Friday, January 6, 2012
SENTO SHOJO: CHI NO TEKKAMEN DENSETU
SENTO SHOJO: CHI NO TEKKAMEN DENSETU (MUTANT GIRL SQUAD) (2010)
JP
Directed by: Noboru Iguchi
Yoshihiro Nishimura
Tak Sakaguchi
CAST:
Yumi Sugimoto - Rin
Suzuka Morita - Yoshie
Yuko Takayama - Rei
PLOT:
Rin, a sixteen-year-old mutant girl, meets a gang of rebel mutants who aim to take revenge on humans for persecuting their race.
REVIEW:
While Japan has been no stranger to over the top gore in their movies, it is only in the past 10 years or so that it's truly become a sub-genre of it's own. Even though Takashi Miike has been doing films with plenty of gore and over the top action set pieces, it wasn't really until Miike's Ichi The Killer and Ryuhei Kitmura's Versus was released in Japan and in the states that this genre of movies became popular cult films. One of the key features in these films is how quickly they can be filmed and released while inventing new and even more over the top gross out gags that rivals Troma pictures itself.
While the acting at most was average for the most part, some of the actors stood out more than the others, and not always in a good way. Tak Sakaguchi, who also directed the first segment of the movie, plays the transvestite Hiruko leader Kisaragi, and is for the most part subdued except for at the end when he just goes overboard with trying to act like he has an ultimate power. Yet, it is fun to watch him though. Naota Takenaka on the other hand is just so over the top in his roll as the head of the Anti-Hiruko Task Force Koshimizu. Now when you first see him it doesn't seem that way. Yet right before his character is killed he stops to pick up a bowl of food and comment on it while bleeding from the forehead. I could swear he was trying not to laugh throughout the entire scene. Mutant Girl Squad is just filled with so much bad acting that it get's so where you just stop caring how bad most everyone is, specially the extras that are killed, and you just start to have fun watching it.
As for the movie itself, the best way I can put it is to compare it to a Troma movie but yet better special effects for most of it except for after Astro-mutant starts cutting off it's own limbs. I am not joking about that either. First it cuts off it's hands which is still capable of being controlled and then the feet get cut off just to keep on kicking someone in the face repeatedly for at least two minutes. All this is going on while Astro-mutant is doing its own self-propelled act in mid-air with jets of flame coming out of it's body where the hands and feet were. I will admit that toward the beginning of the movie to me is the best scene which is after Rin goes mutant for the first time and she goes on a rage fueled rampage through a shopping center. So many different characters are seen in this part that it becomes a blur (which might be why I like this scene the best). Also during this scene weapons are used that I have never seen trying to be used as a weapon before. For example, a corncob is used for a weapon, or at least tried to be used. Yet the weirdest weapon was a human being being used as a type of sword.

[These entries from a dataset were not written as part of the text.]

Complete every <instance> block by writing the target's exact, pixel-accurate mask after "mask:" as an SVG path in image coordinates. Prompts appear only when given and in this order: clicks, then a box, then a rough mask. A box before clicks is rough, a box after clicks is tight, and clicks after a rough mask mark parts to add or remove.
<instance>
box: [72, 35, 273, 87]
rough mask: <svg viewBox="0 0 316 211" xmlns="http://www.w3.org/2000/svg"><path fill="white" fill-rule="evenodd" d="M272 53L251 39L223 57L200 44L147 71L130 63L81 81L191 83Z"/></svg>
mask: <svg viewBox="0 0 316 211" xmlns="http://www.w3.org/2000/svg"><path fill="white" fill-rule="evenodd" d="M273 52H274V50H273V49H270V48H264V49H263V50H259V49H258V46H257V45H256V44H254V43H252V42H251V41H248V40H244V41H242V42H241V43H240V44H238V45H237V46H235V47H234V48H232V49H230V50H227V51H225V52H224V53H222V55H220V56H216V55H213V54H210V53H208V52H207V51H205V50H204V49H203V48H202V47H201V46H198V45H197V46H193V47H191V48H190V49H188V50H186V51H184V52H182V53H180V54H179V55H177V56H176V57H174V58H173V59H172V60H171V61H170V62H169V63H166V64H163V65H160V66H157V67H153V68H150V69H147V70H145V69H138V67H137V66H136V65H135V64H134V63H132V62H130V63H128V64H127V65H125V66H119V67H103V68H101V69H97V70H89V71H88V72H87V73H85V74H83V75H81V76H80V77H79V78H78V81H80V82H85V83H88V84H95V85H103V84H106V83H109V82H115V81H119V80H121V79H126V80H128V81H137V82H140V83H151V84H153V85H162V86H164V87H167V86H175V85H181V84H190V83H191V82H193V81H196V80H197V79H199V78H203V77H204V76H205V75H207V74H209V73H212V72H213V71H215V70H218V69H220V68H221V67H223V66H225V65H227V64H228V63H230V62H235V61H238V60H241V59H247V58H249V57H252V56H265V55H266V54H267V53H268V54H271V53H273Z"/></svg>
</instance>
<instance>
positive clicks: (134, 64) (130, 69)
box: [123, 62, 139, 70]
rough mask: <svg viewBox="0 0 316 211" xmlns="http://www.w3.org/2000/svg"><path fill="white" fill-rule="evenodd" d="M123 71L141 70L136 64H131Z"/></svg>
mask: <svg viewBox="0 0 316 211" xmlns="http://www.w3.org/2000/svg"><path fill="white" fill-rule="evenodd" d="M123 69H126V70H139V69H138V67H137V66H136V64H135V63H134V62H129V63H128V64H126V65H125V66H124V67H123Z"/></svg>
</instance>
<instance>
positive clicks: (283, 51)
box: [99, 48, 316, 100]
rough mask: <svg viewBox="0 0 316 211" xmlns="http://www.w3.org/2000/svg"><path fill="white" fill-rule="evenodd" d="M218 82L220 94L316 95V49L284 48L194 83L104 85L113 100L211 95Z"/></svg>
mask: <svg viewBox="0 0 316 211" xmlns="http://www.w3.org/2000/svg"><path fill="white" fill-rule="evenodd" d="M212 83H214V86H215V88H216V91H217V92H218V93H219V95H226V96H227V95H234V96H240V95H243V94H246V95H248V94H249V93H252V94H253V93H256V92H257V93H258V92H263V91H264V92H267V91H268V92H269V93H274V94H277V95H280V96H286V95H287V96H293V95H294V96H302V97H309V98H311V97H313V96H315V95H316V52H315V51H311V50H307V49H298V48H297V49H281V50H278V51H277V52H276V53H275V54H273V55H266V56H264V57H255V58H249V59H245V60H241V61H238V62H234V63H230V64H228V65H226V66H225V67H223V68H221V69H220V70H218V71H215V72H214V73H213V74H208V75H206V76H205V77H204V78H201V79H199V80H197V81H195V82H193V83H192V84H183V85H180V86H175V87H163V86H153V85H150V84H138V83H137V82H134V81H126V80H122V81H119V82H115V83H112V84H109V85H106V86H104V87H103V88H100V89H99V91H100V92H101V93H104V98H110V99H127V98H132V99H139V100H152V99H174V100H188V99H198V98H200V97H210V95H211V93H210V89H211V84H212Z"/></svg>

As the movie is filmed by three different directors, each of the three acts have a different feel to them. The first act directed by Tak Sakaguchi feels the most together and complete. This might be because it's also the least weird out of all the segments in which Rin is introduced and how she's is basically a ball of rage just simmering at the breaking point. The second act is when we're introduced to the rest of the Hiruko and is hinted at just how weird the movie is going to get. It is also the last time in the movie that the story makes any sense for the most part. The third act is when the movie goes completely off the rails and becomes a live action anime in every sense of the word. The character Kisaragi becomes a monster. It is also in this act that the special effects go from mostly practical which I loved about the first two acts, to mostly CG which just ruins the feel of the movie which was one of fun to one of overt sloppiness. While the movie is nowhere near as bad as the worst movie I've seen, it's also a movie best left to be watched with friends, like let's say a bad movie night viewing. I do have to admit though that I was laughing after about the first five minutes and didn't stop until the movie was finished, even with all the "WHAT THE FUCK" moments and really bad dialogue throughout.
BEST DEATH:
Eyepatch Assassin impaled through rectum by her own sword. It's also a homage to Cannibal Holocaust.
BEST LINE:
This is Lemme's Butt-Sword. A sharp matter, huh?
FUN FACTS:
At the Stiges Film Festival Mutant Girl Squad won the award for Best Motion Picture in the Midnight X-Treme section.
For the Japanese DVD release of the film, Noboru Iguchi created a short prequel film titled Yoshie Zero that focuses on Suzuka Morita's character.
Each director directed one third of the film with Sakaguchi directing the first part, Iguchi the second and Nishimura the third.